Perguntas e respostas sobre Psicoterapia

“Pequeno Esclarecimento
Os poetas não são azuis nem nada, como pensam alguns supersticiosos, nem sujeitos a ataques súbitos de levitação. O de que eles mais gostam é estar em silêncio – um silêncio que subjaz a quaisquer escapes motorísticos e declamatórios. Um silêncio… Este impoluível silêncio em que escrevo e em que tu me lês.”

Mario Quintana

A palavra Psicoterapia poderia ser substituída por trilha. Ou caminho, ou trilhas, caminhos, tudo no plural. Isso porque a Psicoterapia, para além de uma prática da área da saúde, é um movimento que se faz em busca de algo. E, neste sentido, o movimento de procura é muito particular e que não se encerra em uma determinada e única estrada ou jornada. Por isso, o plural dentro da subjetividade de cada pessoa que busca dentro da Psicoterapia. Falar sobre o que é a Psicoterapia poderia, sem dúvidas, render páginas e páginas de escritas. Mas, o que pretendo aqui é falar sobre como a Psicoterapia pode ser aplicada na prática, sobre como a Psicoterapia, que acredito, considera as questões sociais e culturais dos sofrimentos individuais e de como ela pode ser um suporte para se descobrir ser quem se é. Para isso, compartilho aqui um perguntas e respostas. Vamos lá?

O que não é a Psicoterapia?

Vamos começar invertendo a lógica e dizendo o que não é Psicoterapia, pois há muito mal entendido – ou mal explicado – por aí.

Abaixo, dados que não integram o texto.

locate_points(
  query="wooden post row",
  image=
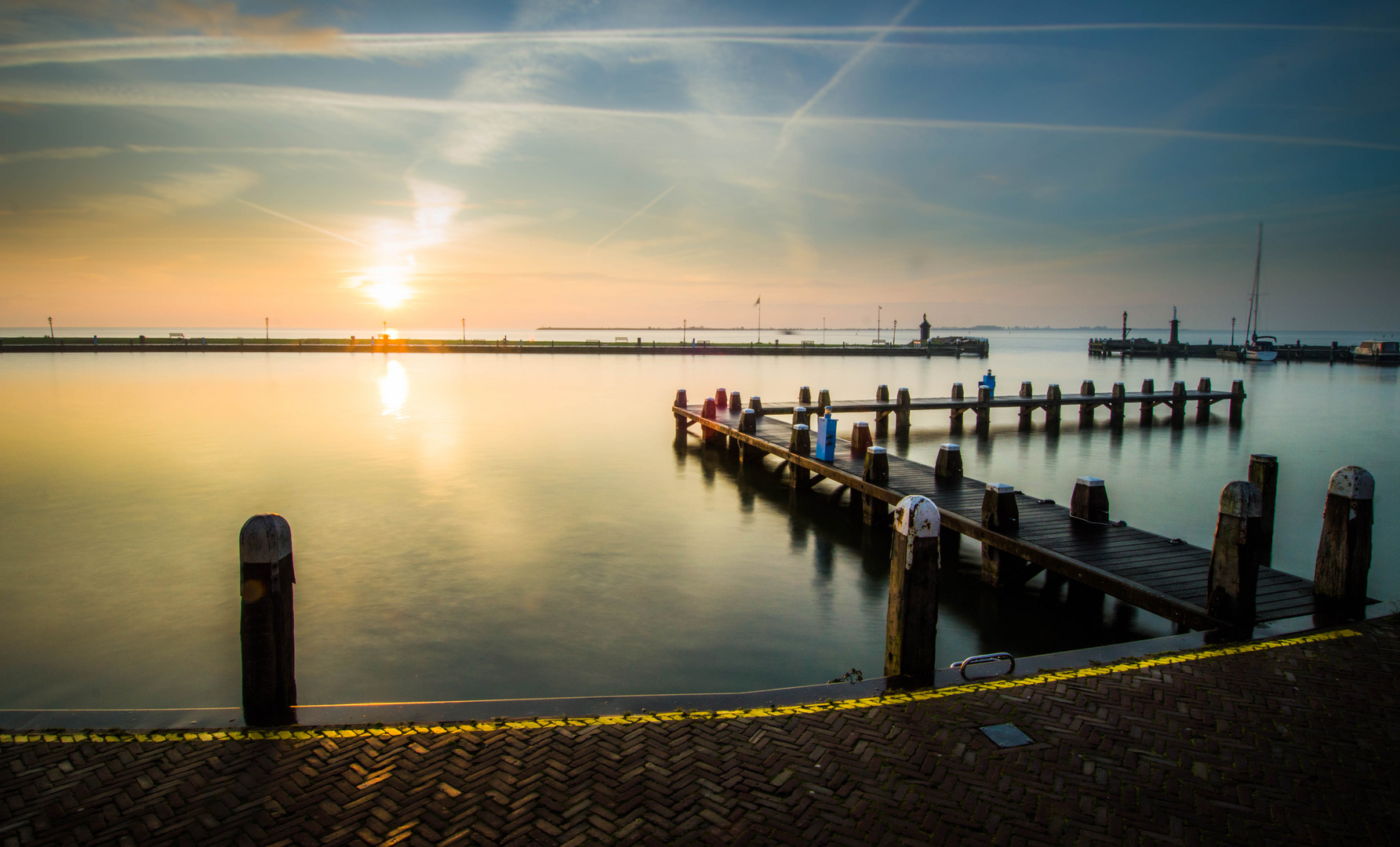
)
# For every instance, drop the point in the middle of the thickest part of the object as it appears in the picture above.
(911, 616)
(1230, 590)
(267, 626)
(1344, 549)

Bem, a Psicoterapia não é um tratamento indicado para pessoas que, por algum motivo, se sentem culpadas ou erradas de alguma forma. Na verdade, as pessoas que se sentem culpadas ou erradas podem buscar a terapia, mas o que ela não deve ser é um espaço para “correção” ou “adequação”. A Psicoterapia não é um lugar no qual as pessoas são corrigidas, muito menos um lugar no qual são ensinados valores, normas e dicas de como se viver ou fazer. Não se trata de uma lista, de “TO DO´s”.

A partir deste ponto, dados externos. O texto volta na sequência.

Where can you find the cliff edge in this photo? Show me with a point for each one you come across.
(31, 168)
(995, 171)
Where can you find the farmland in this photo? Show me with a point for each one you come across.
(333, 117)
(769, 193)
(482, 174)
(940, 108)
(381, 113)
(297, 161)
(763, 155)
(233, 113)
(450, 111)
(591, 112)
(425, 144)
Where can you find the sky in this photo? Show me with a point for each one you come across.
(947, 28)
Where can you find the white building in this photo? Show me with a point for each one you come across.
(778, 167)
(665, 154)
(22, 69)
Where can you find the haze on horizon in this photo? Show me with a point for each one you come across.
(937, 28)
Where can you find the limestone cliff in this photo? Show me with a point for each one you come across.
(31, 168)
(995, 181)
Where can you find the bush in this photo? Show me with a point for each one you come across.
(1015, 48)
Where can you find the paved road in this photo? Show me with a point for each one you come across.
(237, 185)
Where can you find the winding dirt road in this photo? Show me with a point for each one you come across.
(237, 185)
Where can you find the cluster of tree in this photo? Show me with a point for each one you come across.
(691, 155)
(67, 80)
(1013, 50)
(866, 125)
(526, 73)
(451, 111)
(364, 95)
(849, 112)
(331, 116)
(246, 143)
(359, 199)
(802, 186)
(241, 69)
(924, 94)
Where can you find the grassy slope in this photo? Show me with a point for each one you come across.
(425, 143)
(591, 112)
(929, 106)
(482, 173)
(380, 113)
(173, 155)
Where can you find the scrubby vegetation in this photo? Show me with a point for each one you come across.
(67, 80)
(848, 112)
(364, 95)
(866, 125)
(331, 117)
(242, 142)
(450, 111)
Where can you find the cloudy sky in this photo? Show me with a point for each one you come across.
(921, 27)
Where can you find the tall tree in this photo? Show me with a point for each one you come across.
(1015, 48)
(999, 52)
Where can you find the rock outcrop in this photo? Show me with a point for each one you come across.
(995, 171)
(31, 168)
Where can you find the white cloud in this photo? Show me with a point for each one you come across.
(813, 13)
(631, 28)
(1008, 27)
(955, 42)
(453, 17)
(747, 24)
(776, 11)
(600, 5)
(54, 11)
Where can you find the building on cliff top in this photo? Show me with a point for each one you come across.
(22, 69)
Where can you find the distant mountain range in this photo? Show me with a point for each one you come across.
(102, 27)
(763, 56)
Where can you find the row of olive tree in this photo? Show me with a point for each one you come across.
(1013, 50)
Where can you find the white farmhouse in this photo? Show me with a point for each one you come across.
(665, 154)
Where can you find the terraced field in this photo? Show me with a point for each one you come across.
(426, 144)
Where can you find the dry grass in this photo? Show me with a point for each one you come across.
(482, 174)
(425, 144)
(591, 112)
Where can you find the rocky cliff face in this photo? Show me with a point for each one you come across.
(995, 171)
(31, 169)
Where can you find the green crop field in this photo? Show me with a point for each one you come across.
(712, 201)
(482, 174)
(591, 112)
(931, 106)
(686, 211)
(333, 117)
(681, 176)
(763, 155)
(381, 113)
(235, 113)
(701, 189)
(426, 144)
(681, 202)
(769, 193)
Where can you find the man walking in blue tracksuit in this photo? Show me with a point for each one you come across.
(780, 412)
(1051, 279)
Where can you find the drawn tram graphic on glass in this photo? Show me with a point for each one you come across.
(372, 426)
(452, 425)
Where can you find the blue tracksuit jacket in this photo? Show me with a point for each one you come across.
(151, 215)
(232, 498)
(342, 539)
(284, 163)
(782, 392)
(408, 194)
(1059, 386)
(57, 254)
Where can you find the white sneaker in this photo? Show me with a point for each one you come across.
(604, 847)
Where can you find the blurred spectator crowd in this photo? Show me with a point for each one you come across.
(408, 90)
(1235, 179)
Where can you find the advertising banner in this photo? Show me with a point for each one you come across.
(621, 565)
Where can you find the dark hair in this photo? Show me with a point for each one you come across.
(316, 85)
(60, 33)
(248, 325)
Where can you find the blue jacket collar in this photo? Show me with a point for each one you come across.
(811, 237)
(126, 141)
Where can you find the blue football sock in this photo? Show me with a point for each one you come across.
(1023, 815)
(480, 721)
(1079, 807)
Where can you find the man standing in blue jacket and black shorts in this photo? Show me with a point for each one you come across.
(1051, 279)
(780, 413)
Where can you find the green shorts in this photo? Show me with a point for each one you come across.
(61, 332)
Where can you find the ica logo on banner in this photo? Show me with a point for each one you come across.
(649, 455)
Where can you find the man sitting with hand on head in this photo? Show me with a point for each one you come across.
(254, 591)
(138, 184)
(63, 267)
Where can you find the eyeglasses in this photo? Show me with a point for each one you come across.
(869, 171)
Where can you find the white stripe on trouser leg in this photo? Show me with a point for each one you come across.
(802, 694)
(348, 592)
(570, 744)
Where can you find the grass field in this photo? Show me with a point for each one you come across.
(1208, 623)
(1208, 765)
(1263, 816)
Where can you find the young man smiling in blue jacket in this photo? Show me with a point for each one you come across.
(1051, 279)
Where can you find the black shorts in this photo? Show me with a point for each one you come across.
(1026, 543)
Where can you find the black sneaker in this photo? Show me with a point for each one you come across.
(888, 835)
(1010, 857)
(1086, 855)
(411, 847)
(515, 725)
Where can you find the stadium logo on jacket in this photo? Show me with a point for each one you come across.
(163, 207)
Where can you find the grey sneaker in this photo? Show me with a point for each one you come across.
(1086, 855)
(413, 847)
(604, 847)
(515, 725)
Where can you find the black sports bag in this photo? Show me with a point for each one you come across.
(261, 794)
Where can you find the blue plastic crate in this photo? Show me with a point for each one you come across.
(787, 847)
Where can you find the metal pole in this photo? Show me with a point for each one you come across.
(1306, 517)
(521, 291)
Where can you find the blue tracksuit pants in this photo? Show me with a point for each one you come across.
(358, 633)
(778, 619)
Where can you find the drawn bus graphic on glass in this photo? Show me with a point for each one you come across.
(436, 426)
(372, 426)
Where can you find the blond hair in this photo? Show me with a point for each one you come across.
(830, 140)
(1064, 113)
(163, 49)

Outra questão que entendo fundamental de ser esclarecida é que, do mesmo modo em que a Psicoterapia não é um lugar no qual são ensinados modos corretos de agir, a terapeuta não é aquela que sabe. O profissional não tem fórmulas prontas para resolução dos problemas. O terapeuta, assim como disse Quintana sobre os poetas no poema que escolhi para abrir este texto, “não são azuis nem nada”. Não há nada de supersticioso. Há escuta e silêncio, de quem não sabe, mas que permite e abre espaços para a compreensão do outro. 

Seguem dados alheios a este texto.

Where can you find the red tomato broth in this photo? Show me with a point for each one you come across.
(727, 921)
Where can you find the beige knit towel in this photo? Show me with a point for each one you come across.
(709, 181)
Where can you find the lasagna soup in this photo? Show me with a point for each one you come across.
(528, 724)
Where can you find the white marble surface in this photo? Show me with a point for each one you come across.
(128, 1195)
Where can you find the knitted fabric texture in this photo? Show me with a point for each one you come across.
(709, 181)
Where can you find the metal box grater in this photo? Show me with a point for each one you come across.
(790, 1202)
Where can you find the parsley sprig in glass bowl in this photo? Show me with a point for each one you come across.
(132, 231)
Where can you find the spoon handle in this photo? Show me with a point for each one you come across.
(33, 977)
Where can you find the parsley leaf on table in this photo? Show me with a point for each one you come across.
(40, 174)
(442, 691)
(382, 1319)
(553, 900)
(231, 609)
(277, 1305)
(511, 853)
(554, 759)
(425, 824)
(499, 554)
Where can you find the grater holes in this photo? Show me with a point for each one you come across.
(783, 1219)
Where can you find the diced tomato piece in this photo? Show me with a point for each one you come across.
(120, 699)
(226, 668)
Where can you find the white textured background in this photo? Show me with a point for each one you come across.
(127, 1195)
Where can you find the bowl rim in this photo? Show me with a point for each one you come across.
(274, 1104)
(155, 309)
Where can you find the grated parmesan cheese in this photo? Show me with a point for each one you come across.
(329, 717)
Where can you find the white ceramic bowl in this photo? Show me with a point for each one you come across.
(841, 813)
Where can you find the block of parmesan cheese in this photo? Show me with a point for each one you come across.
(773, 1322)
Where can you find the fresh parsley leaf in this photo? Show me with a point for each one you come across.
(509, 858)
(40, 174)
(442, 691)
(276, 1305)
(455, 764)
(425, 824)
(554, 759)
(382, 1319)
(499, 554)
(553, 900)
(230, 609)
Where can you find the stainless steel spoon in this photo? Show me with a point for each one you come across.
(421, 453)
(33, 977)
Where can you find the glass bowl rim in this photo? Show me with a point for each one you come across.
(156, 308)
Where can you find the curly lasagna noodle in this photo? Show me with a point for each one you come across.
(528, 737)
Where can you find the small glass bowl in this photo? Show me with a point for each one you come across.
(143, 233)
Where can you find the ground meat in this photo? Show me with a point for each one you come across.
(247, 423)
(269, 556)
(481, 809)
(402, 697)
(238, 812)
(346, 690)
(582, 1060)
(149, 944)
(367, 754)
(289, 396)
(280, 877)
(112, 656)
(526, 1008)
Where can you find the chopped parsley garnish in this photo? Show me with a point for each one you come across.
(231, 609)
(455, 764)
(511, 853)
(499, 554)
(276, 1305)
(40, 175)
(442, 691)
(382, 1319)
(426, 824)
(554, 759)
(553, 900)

Importante destacar que não entendo o espaço da terapia como um espaço de fórmulas. Aquelas fórmulas de sucesso, pré-estabelecidas, que são passadas pela terapeuta e que devem ser seguidas pelos pacientes. 

O que é a Psicoterapia?

Bem, passemos agora para a compreensão do que é a Psicoterapia. A Psicoterapia é um processo de escuta profissional, atenta e acolhedora, que não julga, e que permite ao indivíduo encontrar-se e assumir-se enquanto pessoa em desenvolvimento, é um processo intensivo de encontro consigo mesmo, potencializado no contexto de uma relação pessoal. Ela propicia compreensões e descobertas em um espaço protegido, com suporte profissional, no qual se pode estabelecer vínculo e confiança.

É um processo que envolve, pelo menos, duas grandes posturas: acolher com simpatia (acolhimento é o solo sobre o qual poderá se desenvolver o processo da pessoa), compreender com empatia (compreender vai além de apropriar-se dos significados literais daquilo que a pessoa diz; transporta-nos para o sentido novo apontado por esses significados no contexto daquela fala).

Mas, como falei acima, podemos entender a Psicoterapia também como um movimento de procura, que se estabelece durante todo o processo, a cada passo, a cada encontro, e não no final. A Psicoterapia acontece por meio da linguagem, da escuta, da fala, da elaboração dos afetos, emoções, nós e traumas. 

No entanto, é preciso dizer que, como falam Pompéia e Sapienza, no livro “Na Presença do Sentido”,

‘não é pela via da razão que caminha a linguagem da terapia. A linguagem própria do diálogo entre terapeuta e paciente tem uma outra via, para cuja compreensão é importante introduzirmos aqui uma palavra grega, poiesis. Esta significa não só poesia no sentido específico, como também criação ou produção em sentido mais amplo’.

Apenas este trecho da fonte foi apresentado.